The Raconteurs – Consolers of the Lonely

The Raconteurs - Consolers of the LonelyThe RaconteursConsolers Of The Lonely (Warner Brothers)

One week ago, the Raconteurs announced that they were rush releasing their new album in order to “get this record to fans, the press, radio, etc., all at the EXACT SAME TIME so that no one has an upper hand on anyone else regarding its availability, reception or perception.” Yesterday, in equally democratic fashion, Glorious Noise announced a contest wherein we would publish the first review submitted to us by you, our readers. Kiko Jones earned that honor. Post your own review the comments!

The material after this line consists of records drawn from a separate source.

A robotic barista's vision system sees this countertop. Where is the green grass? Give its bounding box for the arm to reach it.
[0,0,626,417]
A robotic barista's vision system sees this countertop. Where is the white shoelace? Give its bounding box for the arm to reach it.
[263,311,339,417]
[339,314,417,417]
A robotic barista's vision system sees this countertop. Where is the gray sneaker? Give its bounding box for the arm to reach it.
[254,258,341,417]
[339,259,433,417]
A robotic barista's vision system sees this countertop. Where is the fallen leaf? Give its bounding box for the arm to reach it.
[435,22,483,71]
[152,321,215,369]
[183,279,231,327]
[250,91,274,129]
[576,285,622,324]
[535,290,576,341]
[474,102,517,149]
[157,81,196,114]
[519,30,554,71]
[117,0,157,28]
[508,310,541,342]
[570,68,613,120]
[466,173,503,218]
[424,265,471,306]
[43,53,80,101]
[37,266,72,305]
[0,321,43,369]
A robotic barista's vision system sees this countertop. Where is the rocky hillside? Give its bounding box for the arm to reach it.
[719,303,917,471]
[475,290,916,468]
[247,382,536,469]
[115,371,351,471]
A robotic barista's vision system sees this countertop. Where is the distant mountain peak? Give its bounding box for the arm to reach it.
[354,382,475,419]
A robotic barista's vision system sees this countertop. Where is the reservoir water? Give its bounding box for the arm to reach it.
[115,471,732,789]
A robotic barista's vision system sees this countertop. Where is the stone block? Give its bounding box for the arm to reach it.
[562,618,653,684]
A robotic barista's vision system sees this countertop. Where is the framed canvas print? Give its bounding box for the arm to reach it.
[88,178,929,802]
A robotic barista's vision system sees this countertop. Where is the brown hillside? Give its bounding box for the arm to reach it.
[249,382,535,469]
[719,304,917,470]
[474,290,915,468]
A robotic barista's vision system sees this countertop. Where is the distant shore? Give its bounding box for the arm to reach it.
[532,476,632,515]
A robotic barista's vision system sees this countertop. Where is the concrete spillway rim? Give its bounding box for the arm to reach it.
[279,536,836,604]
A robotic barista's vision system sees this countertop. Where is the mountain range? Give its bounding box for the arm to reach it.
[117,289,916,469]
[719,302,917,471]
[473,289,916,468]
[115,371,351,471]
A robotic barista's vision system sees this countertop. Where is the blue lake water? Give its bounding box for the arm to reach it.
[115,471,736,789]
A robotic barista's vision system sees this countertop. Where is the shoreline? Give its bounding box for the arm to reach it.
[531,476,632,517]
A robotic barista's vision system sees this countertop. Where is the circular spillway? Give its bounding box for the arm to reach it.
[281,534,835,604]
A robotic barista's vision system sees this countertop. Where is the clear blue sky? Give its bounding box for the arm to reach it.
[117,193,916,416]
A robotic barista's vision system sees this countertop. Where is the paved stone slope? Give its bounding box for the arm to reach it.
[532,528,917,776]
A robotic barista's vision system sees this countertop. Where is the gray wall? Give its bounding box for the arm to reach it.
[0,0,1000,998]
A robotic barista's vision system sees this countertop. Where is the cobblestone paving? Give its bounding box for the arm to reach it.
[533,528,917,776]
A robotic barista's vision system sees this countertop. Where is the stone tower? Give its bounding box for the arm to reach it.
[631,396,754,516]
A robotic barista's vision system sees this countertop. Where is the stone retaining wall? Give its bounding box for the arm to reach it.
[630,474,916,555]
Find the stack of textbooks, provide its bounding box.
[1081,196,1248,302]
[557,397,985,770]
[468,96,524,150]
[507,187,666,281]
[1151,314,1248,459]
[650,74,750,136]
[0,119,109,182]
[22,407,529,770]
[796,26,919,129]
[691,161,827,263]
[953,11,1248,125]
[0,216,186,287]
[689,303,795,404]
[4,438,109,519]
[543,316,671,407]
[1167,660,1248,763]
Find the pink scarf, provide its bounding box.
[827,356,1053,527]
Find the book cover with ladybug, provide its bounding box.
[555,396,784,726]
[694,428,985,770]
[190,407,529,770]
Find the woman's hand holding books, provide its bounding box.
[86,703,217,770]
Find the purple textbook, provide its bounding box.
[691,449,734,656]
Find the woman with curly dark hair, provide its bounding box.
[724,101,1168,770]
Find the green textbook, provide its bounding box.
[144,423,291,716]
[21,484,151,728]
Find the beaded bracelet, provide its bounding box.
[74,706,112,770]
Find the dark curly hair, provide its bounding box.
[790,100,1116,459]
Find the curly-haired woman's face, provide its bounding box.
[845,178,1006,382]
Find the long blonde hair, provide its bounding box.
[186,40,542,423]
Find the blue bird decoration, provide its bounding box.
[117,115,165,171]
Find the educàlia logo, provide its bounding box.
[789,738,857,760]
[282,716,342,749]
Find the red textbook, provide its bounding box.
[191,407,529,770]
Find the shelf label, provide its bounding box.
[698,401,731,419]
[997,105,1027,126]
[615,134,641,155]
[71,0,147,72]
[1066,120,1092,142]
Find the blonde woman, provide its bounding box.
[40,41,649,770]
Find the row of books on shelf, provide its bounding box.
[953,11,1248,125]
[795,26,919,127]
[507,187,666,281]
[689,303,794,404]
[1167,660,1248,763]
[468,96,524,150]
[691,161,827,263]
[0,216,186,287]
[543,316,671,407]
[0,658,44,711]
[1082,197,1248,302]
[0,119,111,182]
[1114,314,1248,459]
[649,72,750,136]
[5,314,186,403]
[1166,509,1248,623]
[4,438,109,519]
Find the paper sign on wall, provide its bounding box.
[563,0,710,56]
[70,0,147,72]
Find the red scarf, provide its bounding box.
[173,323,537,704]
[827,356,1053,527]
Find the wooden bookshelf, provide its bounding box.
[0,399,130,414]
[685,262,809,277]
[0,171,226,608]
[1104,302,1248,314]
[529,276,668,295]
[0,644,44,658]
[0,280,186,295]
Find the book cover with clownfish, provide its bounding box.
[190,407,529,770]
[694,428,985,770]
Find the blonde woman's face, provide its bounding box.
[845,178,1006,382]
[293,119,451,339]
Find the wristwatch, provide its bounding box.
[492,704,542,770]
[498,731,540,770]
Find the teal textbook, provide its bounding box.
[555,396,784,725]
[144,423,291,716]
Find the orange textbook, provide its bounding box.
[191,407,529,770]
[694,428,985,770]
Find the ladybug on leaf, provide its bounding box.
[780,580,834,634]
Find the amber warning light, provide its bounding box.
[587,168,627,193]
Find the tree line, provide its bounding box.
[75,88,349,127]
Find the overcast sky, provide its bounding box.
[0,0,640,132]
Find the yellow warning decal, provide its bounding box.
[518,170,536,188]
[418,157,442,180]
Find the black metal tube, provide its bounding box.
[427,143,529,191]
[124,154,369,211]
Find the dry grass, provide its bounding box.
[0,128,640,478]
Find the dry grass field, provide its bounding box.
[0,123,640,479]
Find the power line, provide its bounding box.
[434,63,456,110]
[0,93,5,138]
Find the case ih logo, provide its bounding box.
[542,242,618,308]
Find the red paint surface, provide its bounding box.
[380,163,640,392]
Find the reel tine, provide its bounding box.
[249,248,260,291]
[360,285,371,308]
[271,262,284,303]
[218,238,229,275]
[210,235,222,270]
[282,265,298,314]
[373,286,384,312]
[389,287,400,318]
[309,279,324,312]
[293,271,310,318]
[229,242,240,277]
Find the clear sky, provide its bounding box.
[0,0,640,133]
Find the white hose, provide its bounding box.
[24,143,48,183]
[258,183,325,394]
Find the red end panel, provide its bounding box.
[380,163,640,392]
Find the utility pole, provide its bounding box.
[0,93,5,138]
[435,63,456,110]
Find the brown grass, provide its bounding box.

These guys are old school. Yeah, how to boil water and all that. But who puts a lead off title track on their album anymore? And a worthy one, too? This one prominently features the lead vocals of Brendan Benson in what seems like a deliberate attempt to once again assert the “we’re a band” concept and not the commonly held “Jack White and co.” perception. Wait—seems? Nah, Jack White chances nothing.

In any event, once revved up, Consolers of the Lonely rocks a bit harder than Broken Boy Soldiers (“Salute Your Solution”; “Hold Up”; “Five on the Five”; the title track) and has a more in-your-face mix than their debut. The band even dabbles in retro R&B balladry—”Many Shades of Black”, complete with the requisite horn section, in this case the legendary Memphis Horns—and pseudo-White Stripes territory on the bluesy, slide guitar-flavored “Top Yourself”—but there’s nothing here to win you over if you weren’t sucked in the first time around. Conversely, if you felt Broken Boy Soldiers answered the question, “what would the White Stripes sound like with a rhythm section carried by a real drummer?” then this record is for you.

Even though we are only a third of the way in, arguably the most anticipated rock record of 2008 is here and it’s pretty good. Which in this era of increasingly diminishing returns is about par for the course. However, don’t let that diminish your enjoyment of Consolers of the Lonely one bit. This ain’t no sophomore slump, not by a long shot.

Kiko Jones is a Glorious Noise reader (and contest winner!) who runs 5, THE music and pop-culture e-newsletter-turned-blog, baby.


Video: The Raconteurs – “Salute Your Solution”

The Raconteurs on the Hype Machine:

7 thoughts on “The Raconteurs – Consolers of the Lonely”

  1. This band is just shockingly dull. It looks great on paper but just doesn’t work. I still care about what Jack does and love both Brendan and the Greenhornes. I just can’t believe how boring and lame these two records are.

  2. I’ve only listened one time so far, but it seems to me that this one is far less power-poppy than the previous one. And that Brendan Benson’s influence is far less obvious this time around, which is kind of a bummer. At least that’s my initial impression…

  3. I will agree that this feels more like rock and less like pop, partially attributable to the diminished prominence of mr Benson. I actually have really been digging it – so much that I bought the real thing and deleted the compressed and tinny leak. Jack’s newish fascination with country is also quite evident. Five on the Five used to be played live a lot, and it’s awesome on the record.

  4. I said “new-ish”… what I meant was there’s definitely a country vibe that’s new to the Raconteurs and has been slowly creeping into the WS records. Anyway, it only applies to a couple of tracks, like Old Enough and Pull This Blanket Off. Even then, upon further listening, it’s more Southern Rock than Country. I’m getting an Exile vibe, but then the album is all over the place and it kind of depnds on what song I start on.

  5. Agreed, Jake. The first album sounded more like a collaborative effort than this one. I’m not bummed but after repeated listens, I do find myself gravitating more and more towards the tunes with a power pop vibe to ’em. Maybe Jack is looking at The Raconteurs as his main vehicle, ever since Meg opted out of touring last time. Anyway, I’m digging this album and looking forward to seeing them live.